General Electric Company

February 23, 2012

Page 2

 

In addition to the foregoing, we have made such investigations of law as we have deemed necessary or appropriate as a basis for the opinion set forth herein.

In such examination and in rendering the opinion expressed below, we have assumed: (i) the due authorization, execution and delivery of all agreements, instruments and other documents by all the parties thereto (other than the due authorization by the Funds); (ii) the genuineness of all signatures on all documents submitted to us; (iii) the authenticity and completeness of all documents, corporate records, certificates and other instruments submitted to us; (iv) that photocopy, electronic, certified, conformed, facsimile and other copies submitted to us of original documents, corporate records, certificates and other instruments conform to the original documents, records, certificates and other instruments, and that all such original documents, corporate records, certificates and other instruments were authentic and complete; and (v) that the statements contained in the certificates and comparable documents of public officials, officers and representatives of the Funds and other persons on which we have relied for the purposes of this opinion are true and correct. As to all questions of fact material to this opinion and as to the materiality of any fact or other matter referred to herein, we have relied (without independent investigation) upon certificates or comparable documents of officers and representatives of the Company and the Funds and of public officials.

Based upon the foregoing, and in reliance thereon, and subject to the limitations, qualifications and exceptions set forth herein, we are of the opinion that the Units are duly authorized and, upon issuance and delivery of the Units and receipt by the Funds of payment of the purchase price therefor in accordance with the Form S-8 registration statement, the Units will be validly issued and non-assessable by the Funds.

Without limiting any of the other limitations, exceptions and qualifications stated elsewhere herein, we express no opinion with regard to the applicability or effect of the law of any jurisdiction other than, as in effect on the date of this letter, (i) the laws of the State of New York and (ii) the federal laws of the United States.

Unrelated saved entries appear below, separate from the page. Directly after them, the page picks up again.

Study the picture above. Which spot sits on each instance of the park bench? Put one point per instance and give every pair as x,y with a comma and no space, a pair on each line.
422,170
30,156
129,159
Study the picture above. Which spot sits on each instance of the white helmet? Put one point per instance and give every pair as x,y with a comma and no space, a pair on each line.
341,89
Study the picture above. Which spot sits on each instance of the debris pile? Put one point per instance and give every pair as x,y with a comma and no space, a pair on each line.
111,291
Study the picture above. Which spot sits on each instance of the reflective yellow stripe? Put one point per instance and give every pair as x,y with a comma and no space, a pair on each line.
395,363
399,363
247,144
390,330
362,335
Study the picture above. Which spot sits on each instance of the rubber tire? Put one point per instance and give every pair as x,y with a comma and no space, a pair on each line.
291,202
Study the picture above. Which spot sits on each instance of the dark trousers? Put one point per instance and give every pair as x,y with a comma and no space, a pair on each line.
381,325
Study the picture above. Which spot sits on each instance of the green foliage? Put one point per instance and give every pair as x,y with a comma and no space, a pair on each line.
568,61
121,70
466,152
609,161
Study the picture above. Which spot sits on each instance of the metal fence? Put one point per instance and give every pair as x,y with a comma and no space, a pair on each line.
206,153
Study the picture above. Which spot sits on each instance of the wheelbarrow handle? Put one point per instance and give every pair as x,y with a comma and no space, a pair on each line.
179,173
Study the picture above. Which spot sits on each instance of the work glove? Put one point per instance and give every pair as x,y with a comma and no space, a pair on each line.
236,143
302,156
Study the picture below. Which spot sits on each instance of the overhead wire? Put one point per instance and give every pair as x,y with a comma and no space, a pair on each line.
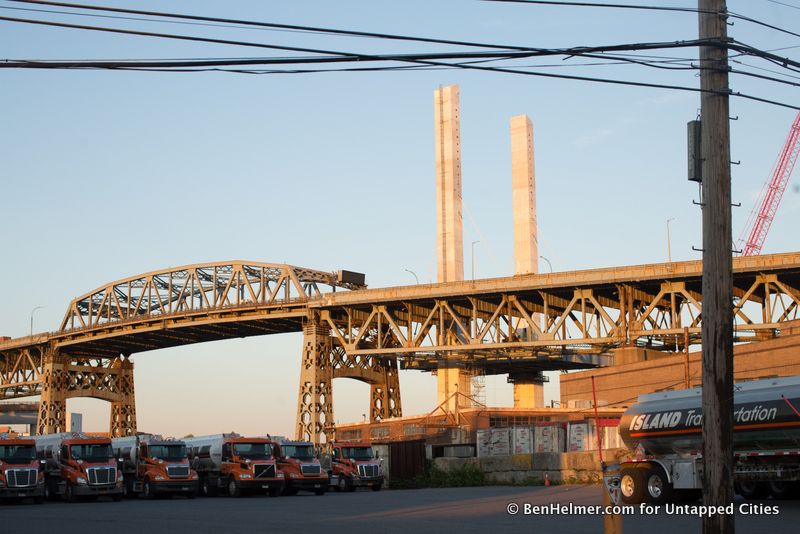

This opinion is rendered solely to you and to holders of Units, including participants in the Program, in connection with the filing of the Form S-8 registration statement with respect to the registration of Units of the Funds. This opinion may not be relied upon by you for any other purpose or delivered to or relied upon by any other person without our express prior written consent; except that you may furnish a copy of this opinion for information (but not reliance): (i) to your independent auditors and your attorneys, (ii) pursuant to order or legal process of any court or governmental agency, and (iii) in connection with any legal action to which you are a party arising out of the issuance and delivery of the Units. This opinion is rendered to you as of the date hereof and is not to be deemed to have been reissued by any subsequent delivery as permitted above, and we assume no obligation to advise you or any other person hereafter with regard to any change after the date hereof in the circumstances or the law that may bear on the matters set forth herein even though the change may affect the legal analysis or a legal conclusion or other matters in this opinion letter.

 


 

General Electric Company

February 23, 2012

Page 3

 

We hereby consent to (i) the reference to our firm as Legal Counsel in the Form S-8 registration statement and (ii) the filing of this opinion as an exhibit to the Form S-8 registration statement. In giving this consent, we do not admit that we are within the category of persons whose consent is required under Section 7 of the Securities Act, the rules and regulations of the Securities and Exchange Commission promulgated thereunder.